Sabotage: French origin; to throw a wooden shoe (sabot) into the gears of a machine, thus halting its ability to function.
POTUS warns that the Affordable Care Act is doomed to fail. That can indeed happen if:
1/ By executive order he stops federal reimbursement subsidies to insurers who help Americans buy insurance policies.
2/ He refuses to enforce the ACA mandate that everyone take out a policy, even with government assistance.
3/ He bans advertising that encourages enrollment, thus slowing the process.
These three steps alone will increase the likelihood that fewer people sign up; that fewer young and healthy people will buy policies, in the belief that since they're not sick they don't need health insurance; and as fewer people enroll, premiums will rise.
The president said he wants to repeal the individual mandate, as well as an employer mandate, which would ensure that everyone have health insurance, thereby spreading the risk to include everyone. This is a basic in the insurance industry, the bigger the risk pool, the lower the cost to an individual.
Thus it happens that premiums will soar and the program will collapse -- a self-fulfilling prophecy.
Nonetheless, the president insists "premiums will go down 60 percent." But "nobody talks about that," he adds. That's because it's not true.
Moreover, without some government control over their ability to boost premiums, the ACA will indeed collapse. The only way it can survive is with government support -- without it, the program will die, as will many Americans who no longer have health care because of sabotage from the White House.

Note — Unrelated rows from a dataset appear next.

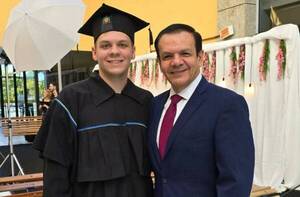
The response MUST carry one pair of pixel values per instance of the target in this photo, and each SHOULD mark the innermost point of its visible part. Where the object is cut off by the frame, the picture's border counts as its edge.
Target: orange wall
(199, 13)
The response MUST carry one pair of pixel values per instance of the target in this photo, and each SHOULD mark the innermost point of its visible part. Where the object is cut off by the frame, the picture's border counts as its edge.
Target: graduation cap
(108, 18)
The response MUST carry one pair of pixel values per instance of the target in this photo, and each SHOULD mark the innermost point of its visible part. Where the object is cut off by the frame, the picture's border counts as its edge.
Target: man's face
(178, 59)
(113, 51)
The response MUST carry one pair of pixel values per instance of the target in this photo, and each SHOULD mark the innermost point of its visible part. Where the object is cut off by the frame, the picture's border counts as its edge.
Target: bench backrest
(34, 182)
(27, 125)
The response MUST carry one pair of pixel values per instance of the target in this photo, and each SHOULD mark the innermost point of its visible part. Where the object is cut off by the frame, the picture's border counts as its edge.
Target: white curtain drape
(274, 104)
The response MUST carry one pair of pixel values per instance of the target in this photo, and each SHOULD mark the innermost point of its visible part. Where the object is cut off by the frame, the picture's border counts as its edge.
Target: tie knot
(175, 99)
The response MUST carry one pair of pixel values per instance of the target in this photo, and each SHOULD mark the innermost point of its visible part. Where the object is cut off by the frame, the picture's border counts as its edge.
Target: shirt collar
(101, 91)
(187, 92)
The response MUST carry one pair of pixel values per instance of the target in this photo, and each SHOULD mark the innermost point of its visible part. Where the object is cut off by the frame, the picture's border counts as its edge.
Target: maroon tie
(167, 124)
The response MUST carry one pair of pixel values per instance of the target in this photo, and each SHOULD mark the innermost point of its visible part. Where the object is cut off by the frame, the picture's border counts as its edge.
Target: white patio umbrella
(40, 32)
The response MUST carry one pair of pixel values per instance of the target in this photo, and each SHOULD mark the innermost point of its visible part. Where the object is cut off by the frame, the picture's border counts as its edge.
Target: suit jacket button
(165, 181)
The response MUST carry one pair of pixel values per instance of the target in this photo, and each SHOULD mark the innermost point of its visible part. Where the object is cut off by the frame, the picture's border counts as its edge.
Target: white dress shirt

The president claimed again that a single payer system "will bankrupt the country."
Really? It seems to work well in many other countries, including Canada and Great Britain.
"States can do a better job," he pronounced.
If that's true, how come they haven't already done so?
Even as the Republican Party campaigned against the ACA for seven years, now that the party controls all three branches of the government, they are unable to launch a viable plan, despite having all that time to draw up a plan.
The one they have come up with -- in three variations, and counting -- is opposed by every major health care professional organization and consumer advocate group, and the government's own nonpartisan analysis group, the Congressional Budget Office, said some 30 million Americans will lose what little health insurance they now have through the existing program.
One wonders what the GOP's real agenda is.